Valentin is not the best cleaner but I am addicted to his weirdness and can not resist his kind heart. One morning he asked me: ‘ you are from Laos, aren’t you?’ I said yes. He then went on:’I am asking because I thought of you yesterday. I stayed at my friend’s place downtown and he is into this crazy stuff, snuff movies. He is sick. He showed me a movie where this girl from Laos was holding a food stall on the side of the road with her mum and then bang a car hit and cut her in half and we could see her body parts on the road. Anyway she was from Laos so I thought of you.’ I seriously almost choked to death with a cup of coffee before it was even ten in the morning…
- There’s also Sophie, the student baby sitter
Shift: Tuesdays and Fridays 6-7.30 and beyond when we decide to paint the town in red
Sophie is The American Sweetheart. Straight out from Texas. She is so nice that I should probably put a rein on my caustic humor. She does not get it. She smiles, gets red and eventually I sometimes see a flicker in her eyes that say:’What is this woman on???She is psycho.’ I also like that she takes no B.S. from the kids and gently disciplines them. It is always good to get a smart girl from an Ivy League college to discipline your kids. It feels like good money is being invested.
- Archibald, the godfather
Shift: once to two evenings a week when he is not on a business trip or jet setting around the world sipping bubbly with the other godfather.
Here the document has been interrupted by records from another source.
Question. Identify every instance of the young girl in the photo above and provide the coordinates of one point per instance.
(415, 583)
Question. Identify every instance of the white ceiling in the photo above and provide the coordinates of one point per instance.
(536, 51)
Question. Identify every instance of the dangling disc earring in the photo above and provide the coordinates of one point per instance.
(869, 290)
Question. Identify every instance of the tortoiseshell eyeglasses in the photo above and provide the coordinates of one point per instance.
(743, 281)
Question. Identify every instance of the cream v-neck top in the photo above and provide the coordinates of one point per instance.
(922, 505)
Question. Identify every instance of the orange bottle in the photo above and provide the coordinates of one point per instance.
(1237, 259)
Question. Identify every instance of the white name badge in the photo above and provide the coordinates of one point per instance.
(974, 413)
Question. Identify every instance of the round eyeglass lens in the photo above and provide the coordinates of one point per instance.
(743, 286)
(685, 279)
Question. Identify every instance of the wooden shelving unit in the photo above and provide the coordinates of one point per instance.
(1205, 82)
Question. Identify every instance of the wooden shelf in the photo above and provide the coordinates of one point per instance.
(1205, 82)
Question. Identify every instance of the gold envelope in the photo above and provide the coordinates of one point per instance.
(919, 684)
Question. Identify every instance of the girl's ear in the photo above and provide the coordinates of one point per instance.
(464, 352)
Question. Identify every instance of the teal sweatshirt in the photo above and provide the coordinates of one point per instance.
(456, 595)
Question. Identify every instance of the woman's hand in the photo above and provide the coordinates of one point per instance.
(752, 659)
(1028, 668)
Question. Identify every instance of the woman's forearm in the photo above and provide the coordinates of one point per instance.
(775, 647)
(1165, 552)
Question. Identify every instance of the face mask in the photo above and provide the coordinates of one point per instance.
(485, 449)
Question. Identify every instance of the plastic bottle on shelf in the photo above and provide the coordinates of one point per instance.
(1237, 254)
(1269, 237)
I cannot even start to describe how much he is helping out. He is the guy who cleared out his busy business schedule during the last terms of both my pregnancies in case we needed someone to take me to the hospital, help me to push, reanimate nervous DH and so on. In fact, when L was born (in emergency and early) he had to run through Dulles International Airport in Washington with a massive hangover, holding his puke in, to catch the first flight home to NYC to care for the twins on his own. Of course, I probably will have to hear about this story until the day I die because Archibald = DRAMA
- and X, our secret weapon
X is someone who sleeps on our sofa bed and has multiple functions. This person needs to be able to intervene at times of crisis (which is basically 80% of the time). X holds L, watches one of the twins in the bath while the other is getting dressed, cleans up the after dinner mess, holds L, helps with the cooking, empties the trash cans, runs some errands, holds L, watches Barney the dinosaur at 7.00am with G & P, holds L and so on. In exchange they get food and get to see the most amazing city in the world. Isn’t it a freaking deal? So far, we had two of my cousins, both my sisters, my father in law, my mother in law, my dad, my niece and Benjamin. The good thing about these people is that they are not really active on Facebook so they cannot scare off future potential slaves.
And absolutely everyone who breathes the same air as me. I cannot meet anyone without wondering how they can be of help – even disabled people. I am ashamed.
That’s how we survive. Benjamin told me yesterday: ‘you run a company’. It was quite fitting; I do run a company although not very well if you judge by the state of my living room on a pretty quiet ‘business’ day.